So, you’ve decided it’s time to take your information security a little more seriously… but getting started can be an ominous task, and few people know where to start.
Look For Dominoes
First, lets get looking for anything that needs to be addressed immediately. Namely “domino” accounts; if breached, would cause a cascading security failures that you would continually be cleaning up.
Obvious domino accounts are your email accounts. One less obvious account is your Google Android, or Apple iCloud account. Email is often used as usernames, and serves many automatic account recovery or password reset services – you cannot stop this. If a malicious actor has your email address, they can get into your bank accounts, online shopping, and depending on what is linked to your account, could do a complete takeover of your online identity.

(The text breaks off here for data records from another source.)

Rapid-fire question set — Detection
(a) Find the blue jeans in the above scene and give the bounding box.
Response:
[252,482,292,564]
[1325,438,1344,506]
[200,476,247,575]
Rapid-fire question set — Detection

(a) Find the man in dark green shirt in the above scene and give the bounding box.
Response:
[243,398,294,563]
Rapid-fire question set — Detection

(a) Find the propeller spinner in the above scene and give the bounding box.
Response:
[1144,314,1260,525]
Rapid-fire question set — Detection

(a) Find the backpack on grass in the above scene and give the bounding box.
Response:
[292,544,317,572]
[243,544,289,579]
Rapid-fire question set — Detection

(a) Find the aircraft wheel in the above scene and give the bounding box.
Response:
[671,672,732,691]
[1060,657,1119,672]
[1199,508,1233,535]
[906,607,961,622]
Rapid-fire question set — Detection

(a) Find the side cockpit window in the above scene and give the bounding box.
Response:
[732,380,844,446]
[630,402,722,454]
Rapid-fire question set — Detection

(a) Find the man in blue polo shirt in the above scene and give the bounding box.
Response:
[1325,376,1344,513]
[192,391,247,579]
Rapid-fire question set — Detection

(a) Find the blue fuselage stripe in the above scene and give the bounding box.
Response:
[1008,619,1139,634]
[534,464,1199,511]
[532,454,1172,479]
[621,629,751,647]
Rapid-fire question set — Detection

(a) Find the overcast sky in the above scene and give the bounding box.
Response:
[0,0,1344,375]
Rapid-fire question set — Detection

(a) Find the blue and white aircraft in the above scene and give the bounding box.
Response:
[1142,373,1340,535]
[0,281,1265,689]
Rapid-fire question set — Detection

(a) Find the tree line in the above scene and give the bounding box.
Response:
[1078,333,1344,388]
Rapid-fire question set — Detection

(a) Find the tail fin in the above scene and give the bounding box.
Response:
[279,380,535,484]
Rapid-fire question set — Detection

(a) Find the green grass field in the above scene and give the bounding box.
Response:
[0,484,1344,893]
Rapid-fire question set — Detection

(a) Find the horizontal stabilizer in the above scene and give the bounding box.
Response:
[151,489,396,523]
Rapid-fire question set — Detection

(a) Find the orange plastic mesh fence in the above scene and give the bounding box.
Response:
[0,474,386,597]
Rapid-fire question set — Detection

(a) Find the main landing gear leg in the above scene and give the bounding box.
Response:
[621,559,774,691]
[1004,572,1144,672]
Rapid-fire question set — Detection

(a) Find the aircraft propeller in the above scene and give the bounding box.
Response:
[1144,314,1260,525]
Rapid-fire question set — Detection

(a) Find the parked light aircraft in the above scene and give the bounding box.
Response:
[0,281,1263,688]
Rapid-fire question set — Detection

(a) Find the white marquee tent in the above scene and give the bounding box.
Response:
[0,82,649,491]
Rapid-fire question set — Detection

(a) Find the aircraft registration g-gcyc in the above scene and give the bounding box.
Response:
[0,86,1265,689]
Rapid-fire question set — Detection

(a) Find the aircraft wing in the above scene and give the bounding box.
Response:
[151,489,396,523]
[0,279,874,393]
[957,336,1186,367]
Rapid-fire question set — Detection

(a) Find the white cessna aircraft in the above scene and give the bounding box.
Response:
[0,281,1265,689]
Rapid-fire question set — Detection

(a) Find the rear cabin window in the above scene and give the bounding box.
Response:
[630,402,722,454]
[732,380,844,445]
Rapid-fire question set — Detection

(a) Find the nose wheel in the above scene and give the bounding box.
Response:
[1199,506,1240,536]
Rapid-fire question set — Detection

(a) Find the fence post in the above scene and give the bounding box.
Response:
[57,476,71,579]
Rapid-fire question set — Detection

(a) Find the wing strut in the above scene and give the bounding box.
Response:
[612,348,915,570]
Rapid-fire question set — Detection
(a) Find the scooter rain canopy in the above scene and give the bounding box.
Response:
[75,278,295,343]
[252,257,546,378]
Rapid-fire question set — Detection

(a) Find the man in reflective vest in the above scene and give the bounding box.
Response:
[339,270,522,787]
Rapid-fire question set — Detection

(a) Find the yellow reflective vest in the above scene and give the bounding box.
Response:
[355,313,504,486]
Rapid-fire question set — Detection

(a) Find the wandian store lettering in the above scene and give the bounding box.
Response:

Before we get into anything else, let’s make sure those get locked down. The minimum amount of security you should be comfortable with is;
- Unique password for each account
- Two Factor Authentication
- Notifications for new logins
Identify Your Assets
After you’ve locked down your critical accounts, it’s time to get started on everything else. You’re going to want a password manager to keep track of all your passwords, and you don’t want to have to remember them anyways. I break my account into three groups; (And who I may want to share with as well)
- Financial Accounts; (Only Me)
- Bank Accounts
- Retirement Accounts
- Bills and Utility Accounts; (Only Me & Spouse)
- Entertainment, such as; (Me, Spouse, Kids, Family)
- Streaming Services (Netflix, Hulu)
- Video Games – Often Linked to Payment Information
Consider what you’re using, when you will want access to your accounts, and start grouping those accounts together.
Create Digital Keyrings
Don’t try to remember all your passwords. If you do, you’re going to end up with the same password and permutations of it all over the place. The real issue with passwords is that the people you give them to are bad at keeping them secret. Hackers know this. There is a constant stream of account breaches with new email addresses and passwords to try out all over the internet.
Most current automated hacks include weak or shared passwords.